We arrived at the location, after passing it up once, just in the nick of time. The show had just ended and there was a crowd of about 300 people around Cooper trying to get his autograph and picture. We jumped out of the car and fought our way to the front to snap a picture with the silver fox. Following our successful distraction, we got back in the car, stopped to get daiquiris and then continued to school to finish our homework. We were a little upset that we didn’t get to talk to him, but we didn’t want to be the jerks who held Cooper up.

My next stalker attempt was when Britney decided to kick start her tour right here in New Orleans. I did not have high hopes because I knew she was probably surrounded by bodyguards 24/7. However, a text message in the middle of class prompted me to skip my next class and check out a potential location. I headed down to the Venue on Tchoupitoulas Street only to find a dead scene. I decided to call that one a bust and went home to get ready for her concert.

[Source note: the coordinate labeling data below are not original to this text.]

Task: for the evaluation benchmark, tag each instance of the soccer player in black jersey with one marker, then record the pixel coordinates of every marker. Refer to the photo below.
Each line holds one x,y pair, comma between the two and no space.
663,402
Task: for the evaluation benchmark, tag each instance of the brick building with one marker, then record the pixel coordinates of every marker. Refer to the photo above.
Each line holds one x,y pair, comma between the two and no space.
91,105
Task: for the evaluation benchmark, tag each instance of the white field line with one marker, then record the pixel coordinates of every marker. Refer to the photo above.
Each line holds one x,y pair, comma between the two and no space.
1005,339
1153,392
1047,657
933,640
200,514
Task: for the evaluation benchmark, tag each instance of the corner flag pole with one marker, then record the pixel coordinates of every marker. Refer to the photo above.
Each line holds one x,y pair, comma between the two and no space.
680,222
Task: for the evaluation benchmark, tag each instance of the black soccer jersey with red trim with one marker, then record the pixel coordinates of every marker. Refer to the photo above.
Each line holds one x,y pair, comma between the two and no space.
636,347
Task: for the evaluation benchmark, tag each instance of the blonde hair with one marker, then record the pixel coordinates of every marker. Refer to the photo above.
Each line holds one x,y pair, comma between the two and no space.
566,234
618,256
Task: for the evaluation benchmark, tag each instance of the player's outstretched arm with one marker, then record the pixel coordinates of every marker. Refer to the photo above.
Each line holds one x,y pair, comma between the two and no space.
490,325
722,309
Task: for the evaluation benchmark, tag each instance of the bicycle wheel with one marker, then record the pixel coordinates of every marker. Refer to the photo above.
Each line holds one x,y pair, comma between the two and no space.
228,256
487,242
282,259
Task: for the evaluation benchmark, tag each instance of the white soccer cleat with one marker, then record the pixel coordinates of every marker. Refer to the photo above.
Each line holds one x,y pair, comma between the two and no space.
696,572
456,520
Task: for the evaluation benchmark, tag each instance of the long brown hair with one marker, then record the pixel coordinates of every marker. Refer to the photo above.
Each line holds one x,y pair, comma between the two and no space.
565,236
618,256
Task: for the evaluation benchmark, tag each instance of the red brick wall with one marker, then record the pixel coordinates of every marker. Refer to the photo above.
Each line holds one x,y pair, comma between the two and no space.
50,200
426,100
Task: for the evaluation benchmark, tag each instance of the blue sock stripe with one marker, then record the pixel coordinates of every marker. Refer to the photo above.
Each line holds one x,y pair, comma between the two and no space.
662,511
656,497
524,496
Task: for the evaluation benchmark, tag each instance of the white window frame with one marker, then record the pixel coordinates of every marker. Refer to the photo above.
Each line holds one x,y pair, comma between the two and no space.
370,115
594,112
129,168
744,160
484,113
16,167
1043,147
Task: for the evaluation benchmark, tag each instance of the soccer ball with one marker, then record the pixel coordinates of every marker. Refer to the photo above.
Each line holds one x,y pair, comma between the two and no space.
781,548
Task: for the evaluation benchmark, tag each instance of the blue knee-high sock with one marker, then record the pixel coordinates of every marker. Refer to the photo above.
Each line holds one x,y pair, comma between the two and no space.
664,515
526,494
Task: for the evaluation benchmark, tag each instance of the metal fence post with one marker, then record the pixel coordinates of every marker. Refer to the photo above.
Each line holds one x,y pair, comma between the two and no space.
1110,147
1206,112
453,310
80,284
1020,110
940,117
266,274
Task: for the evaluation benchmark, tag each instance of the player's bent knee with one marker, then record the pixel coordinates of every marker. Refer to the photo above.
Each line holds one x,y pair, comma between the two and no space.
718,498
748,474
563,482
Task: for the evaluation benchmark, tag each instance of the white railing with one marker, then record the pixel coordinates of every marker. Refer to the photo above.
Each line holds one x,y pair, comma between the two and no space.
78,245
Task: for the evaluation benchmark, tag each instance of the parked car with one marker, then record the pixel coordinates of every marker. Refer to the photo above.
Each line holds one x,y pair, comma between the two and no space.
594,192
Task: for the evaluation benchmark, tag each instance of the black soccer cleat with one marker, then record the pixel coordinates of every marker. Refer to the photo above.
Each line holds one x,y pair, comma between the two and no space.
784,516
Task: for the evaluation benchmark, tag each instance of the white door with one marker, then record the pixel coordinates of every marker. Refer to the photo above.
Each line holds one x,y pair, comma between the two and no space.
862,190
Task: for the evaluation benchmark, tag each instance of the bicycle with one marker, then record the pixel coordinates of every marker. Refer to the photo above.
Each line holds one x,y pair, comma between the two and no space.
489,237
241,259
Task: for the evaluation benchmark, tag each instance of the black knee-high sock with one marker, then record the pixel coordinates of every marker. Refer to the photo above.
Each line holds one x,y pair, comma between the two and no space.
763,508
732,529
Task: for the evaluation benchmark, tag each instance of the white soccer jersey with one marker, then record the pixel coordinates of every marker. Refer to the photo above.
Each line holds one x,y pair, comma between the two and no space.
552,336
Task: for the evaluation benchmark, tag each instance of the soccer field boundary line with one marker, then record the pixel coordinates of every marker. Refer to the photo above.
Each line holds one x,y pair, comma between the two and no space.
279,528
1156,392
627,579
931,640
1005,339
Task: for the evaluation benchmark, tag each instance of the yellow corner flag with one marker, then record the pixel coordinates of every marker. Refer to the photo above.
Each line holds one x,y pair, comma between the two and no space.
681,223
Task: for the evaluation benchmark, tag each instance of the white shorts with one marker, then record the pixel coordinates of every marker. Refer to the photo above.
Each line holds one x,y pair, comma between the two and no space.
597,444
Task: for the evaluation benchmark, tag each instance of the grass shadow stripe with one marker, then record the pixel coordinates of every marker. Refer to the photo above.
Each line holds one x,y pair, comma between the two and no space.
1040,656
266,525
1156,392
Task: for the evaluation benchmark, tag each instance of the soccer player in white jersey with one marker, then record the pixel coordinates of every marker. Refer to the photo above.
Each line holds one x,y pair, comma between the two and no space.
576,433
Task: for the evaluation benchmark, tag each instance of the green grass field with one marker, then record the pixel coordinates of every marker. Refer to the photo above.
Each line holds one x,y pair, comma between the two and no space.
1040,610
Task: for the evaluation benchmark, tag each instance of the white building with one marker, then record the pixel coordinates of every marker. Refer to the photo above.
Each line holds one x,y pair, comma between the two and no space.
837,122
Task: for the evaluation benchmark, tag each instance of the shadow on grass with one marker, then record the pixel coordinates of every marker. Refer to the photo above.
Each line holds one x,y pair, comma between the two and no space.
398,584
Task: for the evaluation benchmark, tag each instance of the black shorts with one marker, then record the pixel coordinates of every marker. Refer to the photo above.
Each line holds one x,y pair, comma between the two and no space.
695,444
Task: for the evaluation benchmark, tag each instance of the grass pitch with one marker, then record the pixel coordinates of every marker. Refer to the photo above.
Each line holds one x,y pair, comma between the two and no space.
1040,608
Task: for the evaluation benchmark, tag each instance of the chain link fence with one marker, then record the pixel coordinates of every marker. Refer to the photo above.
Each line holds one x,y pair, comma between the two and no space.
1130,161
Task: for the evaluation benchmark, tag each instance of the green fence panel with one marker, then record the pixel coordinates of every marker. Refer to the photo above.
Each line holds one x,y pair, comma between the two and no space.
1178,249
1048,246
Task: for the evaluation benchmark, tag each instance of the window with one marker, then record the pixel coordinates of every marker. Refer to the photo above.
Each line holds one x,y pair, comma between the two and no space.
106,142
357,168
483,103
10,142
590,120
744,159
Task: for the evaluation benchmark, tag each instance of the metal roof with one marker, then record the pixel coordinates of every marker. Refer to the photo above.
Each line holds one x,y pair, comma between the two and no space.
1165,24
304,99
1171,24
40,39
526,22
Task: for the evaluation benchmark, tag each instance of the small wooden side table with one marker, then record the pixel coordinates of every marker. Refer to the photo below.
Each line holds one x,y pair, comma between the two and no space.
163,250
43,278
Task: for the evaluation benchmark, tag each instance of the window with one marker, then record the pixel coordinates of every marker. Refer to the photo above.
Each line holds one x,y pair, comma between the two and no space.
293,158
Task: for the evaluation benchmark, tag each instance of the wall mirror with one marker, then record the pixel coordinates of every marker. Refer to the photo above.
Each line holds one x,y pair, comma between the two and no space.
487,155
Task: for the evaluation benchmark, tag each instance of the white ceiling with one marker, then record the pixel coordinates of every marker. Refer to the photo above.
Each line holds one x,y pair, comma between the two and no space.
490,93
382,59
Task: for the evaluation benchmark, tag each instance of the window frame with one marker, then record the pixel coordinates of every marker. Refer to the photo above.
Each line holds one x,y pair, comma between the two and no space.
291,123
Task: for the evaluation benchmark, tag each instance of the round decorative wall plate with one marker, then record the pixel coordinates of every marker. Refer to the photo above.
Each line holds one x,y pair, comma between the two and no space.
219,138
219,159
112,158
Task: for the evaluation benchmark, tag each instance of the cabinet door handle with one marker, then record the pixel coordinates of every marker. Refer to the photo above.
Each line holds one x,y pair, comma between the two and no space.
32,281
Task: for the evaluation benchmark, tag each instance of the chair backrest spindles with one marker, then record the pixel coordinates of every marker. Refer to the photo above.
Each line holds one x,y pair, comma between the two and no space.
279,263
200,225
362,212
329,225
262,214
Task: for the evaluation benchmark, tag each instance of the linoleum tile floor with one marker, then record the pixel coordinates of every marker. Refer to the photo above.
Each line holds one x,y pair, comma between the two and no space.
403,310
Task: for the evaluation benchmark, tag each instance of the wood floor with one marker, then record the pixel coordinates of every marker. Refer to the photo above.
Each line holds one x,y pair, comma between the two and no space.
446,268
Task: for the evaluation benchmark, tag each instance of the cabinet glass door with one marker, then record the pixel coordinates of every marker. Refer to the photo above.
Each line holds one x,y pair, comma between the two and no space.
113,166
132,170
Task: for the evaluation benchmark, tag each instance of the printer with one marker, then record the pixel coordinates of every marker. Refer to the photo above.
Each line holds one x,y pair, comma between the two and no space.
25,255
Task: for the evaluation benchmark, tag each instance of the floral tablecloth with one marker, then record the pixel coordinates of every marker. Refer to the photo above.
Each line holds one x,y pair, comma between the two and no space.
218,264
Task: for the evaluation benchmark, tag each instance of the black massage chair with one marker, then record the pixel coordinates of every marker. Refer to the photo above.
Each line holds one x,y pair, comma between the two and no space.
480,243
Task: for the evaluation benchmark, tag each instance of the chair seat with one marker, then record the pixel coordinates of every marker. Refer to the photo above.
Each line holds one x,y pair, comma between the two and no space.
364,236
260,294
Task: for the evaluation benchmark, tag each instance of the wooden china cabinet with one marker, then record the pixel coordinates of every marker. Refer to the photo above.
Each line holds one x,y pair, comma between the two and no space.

I like to consider my last attempt a half-success. I may not have taken a picture with Kelly Ripa but I did get a point, a smile and a “Hey guys.” Regis and Kelly were in town filming four shows, three of which I attended. For the first show I wore a shirt that read “Kelly will you Ripa this shirt off me,” and it worked. During a commercial break she happened to walk towards my section where she saw my shirt, pointed and smiled.

After learning the lay of the land, the next day I decided to show up at 2 a.m. While I was waiting, I saw the van that was used to transport them sitting outside the hotel so I figured that would be a better stake out spot. After a few minutes, Kelly came and walked towards the van. Instead of asking for her picture I just chickened out and screamed “I love you Kelly,” just like a little girl.

As a journalism major I look at these experiences as life lessons for my future. I know that you must try to get your story even if chances seem slim. Sometimes you will strike out. Finally, don’t be a chicken, or you will wind up looking like a little girl.